HK$720m programme to provide 14,000 families with financial help
A HK$720 million charity project will provide about 14,000 underprivileged families in Hong Kong with financial support, access to social services and career development advice over five years.
The programme, funded by the Hong Kong Jockey Club, will be implemented in 25 transitional housing estates in collaboration with 18 partner organisations, including businesses and NGOs.
The city’s No 2 official, Chief Secretary Eric Chan Kwok-ki, yesterday highlighted the importance of joining forces to help low-income families.
“[The programme] aims to set up a systematic poverty alleviation model … to help in an all-round manner impoverished households residing in transitional housing to widen their horizons and improve their living standards,” he said at the official launch ceremony.
Introduced in 2017, transitional housing is a government initiative to help families waiting for public rental flats and those forced to live in poor conditions in tiny subdivided spaces. As of December last year, the average waiting time for general applicants of public rental housing was about 5.8 years.
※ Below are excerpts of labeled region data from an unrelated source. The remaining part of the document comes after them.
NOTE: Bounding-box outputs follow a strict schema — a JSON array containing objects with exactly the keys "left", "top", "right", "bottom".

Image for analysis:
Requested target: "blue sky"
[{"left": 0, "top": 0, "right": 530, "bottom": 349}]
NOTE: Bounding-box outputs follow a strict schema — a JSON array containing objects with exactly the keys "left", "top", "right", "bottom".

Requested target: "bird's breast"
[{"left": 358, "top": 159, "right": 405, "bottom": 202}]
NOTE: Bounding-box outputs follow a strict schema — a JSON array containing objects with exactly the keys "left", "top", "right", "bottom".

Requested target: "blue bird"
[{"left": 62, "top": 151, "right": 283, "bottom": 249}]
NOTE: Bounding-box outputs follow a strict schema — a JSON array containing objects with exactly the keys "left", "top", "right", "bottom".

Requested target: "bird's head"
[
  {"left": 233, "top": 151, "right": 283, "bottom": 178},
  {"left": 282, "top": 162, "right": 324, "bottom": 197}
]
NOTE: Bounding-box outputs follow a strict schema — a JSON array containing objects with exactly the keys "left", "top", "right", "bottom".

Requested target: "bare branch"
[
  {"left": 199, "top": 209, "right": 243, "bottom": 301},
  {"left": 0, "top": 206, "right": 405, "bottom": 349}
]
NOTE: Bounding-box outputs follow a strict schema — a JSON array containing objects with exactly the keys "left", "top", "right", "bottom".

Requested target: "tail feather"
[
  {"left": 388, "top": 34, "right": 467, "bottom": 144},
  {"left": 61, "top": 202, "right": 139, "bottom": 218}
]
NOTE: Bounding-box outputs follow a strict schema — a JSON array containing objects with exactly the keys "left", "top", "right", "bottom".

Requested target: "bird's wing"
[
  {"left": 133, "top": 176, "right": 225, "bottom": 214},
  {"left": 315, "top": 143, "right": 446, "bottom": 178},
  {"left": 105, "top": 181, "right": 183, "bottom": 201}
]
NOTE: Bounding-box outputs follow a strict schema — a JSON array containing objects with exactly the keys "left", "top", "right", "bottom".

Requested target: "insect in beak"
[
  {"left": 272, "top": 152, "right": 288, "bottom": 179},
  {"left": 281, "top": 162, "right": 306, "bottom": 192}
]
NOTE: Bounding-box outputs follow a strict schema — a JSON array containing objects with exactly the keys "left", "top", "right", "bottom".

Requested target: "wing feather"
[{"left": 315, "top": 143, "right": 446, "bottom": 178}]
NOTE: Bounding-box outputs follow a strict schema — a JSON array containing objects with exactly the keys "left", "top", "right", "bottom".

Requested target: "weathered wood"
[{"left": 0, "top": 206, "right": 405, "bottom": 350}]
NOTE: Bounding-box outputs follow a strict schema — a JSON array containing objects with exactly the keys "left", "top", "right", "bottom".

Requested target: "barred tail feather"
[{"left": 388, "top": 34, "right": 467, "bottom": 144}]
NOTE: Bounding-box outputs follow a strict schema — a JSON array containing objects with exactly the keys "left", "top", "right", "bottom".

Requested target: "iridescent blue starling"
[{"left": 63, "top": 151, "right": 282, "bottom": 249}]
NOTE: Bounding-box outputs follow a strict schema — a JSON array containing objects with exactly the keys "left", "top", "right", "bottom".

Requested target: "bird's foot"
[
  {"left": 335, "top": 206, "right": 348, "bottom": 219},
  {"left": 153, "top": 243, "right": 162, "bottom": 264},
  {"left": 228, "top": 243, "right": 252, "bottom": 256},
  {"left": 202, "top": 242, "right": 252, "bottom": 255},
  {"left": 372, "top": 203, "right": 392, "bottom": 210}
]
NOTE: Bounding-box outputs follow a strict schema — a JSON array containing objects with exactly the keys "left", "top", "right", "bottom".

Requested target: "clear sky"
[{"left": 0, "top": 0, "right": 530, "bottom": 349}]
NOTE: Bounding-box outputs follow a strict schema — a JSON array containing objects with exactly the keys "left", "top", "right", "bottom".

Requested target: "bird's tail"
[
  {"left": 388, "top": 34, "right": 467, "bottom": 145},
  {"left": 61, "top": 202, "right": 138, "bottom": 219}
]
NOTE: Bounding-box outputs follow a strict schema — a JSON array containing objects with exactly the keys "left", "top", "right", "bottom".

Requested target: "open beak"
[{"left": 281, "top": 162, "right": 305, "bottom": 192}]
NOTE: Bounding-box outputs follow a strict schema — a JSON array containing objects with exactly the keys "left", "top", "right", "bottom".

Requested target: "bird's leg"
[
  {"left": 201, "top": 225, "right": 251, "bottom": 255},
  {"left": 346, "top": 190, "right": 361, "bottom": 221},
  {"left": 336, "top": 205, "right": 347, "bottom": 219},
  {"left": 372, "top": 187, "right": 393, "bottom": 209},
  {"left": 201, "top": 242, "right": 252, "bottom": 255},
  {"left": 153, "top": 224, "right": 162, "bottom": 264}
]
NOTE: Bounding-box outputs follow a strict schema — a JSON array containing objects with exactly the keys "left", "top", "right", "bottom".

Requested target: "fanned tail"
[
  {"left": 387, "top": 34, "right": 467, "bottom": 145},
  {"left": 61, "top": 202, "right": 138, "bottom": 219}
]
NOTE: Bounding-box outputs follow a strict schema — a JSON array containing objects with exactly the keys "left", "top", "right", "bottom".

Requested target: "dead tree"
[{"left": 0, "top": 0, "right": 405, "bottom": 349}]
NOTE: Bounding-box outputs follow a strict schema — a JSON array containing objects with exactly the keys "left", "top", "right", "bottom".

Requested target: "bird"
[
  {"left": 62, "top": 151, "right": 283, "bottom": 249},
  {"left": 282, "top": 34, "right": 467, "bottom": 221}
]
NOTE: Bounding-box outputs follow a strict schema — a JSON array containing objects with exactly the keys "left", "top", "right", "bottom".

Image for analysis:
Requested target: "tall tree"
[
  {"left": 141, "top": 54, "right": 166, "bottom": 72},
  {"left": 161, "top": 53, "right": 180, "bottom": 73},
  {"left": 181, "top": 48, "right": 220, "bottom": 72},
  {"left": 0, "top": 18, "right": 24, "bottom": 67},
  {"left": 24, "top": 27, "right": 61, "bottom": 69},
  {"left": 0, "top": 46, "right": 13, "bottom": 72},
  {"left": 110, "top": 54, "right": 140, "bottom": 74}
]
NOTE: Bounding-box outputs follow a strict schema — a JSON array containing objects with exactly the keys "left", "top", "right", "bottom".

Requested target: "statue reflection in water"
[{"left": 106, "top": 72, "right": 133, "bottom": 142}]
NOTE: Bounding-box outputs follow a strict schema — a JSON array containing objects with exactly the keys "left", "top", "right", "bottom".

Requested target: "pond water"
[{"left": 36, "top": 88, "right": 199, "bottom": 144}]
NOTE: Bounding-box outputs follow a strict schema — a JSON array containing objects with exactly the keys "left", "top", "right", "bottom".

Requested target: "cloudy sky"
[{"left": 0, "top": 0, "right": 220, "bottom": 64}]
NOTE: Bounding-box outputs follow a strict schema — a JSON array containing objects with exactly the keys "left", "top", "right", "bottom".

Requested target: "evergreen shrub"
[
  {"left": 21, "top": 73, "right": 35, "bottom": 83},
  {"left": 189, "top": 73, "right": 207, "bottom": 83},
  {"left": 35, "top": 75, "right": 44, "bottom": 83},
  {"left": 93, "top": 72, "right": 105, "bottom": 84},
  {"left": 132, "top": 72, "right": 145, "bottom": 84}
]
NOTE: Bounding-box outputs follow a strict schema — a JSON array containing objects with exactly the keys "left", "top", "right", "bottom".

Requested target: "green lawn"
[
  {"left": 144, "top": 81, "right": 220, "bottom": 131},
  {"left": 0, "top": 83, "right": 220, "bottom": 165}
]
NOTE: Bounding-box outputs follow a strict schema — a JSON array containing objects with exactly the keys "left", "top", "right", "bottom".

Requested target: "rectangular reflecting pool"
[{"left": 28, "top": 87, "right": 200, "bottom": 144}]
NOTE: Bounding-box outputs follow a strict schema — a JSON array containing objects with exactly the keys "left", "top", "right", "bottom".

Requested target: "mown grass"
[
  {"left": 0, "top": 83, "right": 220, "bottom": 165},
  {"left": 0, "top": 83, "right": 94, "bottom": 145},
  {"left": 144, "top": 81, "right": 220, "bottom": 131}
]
Clement Cheung Wan-ching, convenor of the programme’s advisory committee, said he hoped the government would help roll out the initiative, named “JC Project Lift”, across the city if it was successful after its five-year run.
“This is a brand new attempt. We have taken the effective measures of poverty alleviation from agriculture-based communities and boldly transported them to Hong Kong,” Cheung said.
He was referring to providing financial support to families and equipping them with knowledge to help grow their earnings, in the same way poverty alleviation in rural areas offered households livestock and education in farming techniques to improve their livelihood.
Key components of the programme include a social hub to build community ties and help bolster general well-being and mental health, career advice from professional consultants, a scheme to encourage people to save by offering them high interest rates, and education to improve financial literacy.
Households will also benefit from access to a “family capacity building planner” who will help tailor professional and personal development plans to their needs.
Funding of HK$10,000 to HK$20,000, depending on the size of each family, will be available to help meet development goals by taking educational courses.
Warehouse worker Lu Wai-hung, his wife and their two children have taken part in the programme for three months at the recommendation of a social worker after moving to a transitional public housing estate in Tsuen Wan.
Lu’s wife, 39, was able to work part-time and add extra income to the family after signing up, with their 12-year-old daughter and 9-year-old son now joining free classes and extracurricular activities, as well as benefiting from childcare services and the help of neighbours.
Lu, 59, also became more financially literate through the programme, which he said helped him to plan for the future and prompted him to quit smoking after 40 years.
“Learning how to spend rationally and wisely not only helped me quit smoking but also reduced unnecessary expenses,” he said. “I can now save HK$3,000 every month, all of which goes toward building our savings.”
Lu added that the savings would be primarily spent on his children as he hoped for a better future for them. “I believe all parents share the same wish – for the next generation to have a better life than them,” he said.
“My dream is that my children can achieve what I couldn’t with my life. None of our family has gone to university. I hope that my children can do so.”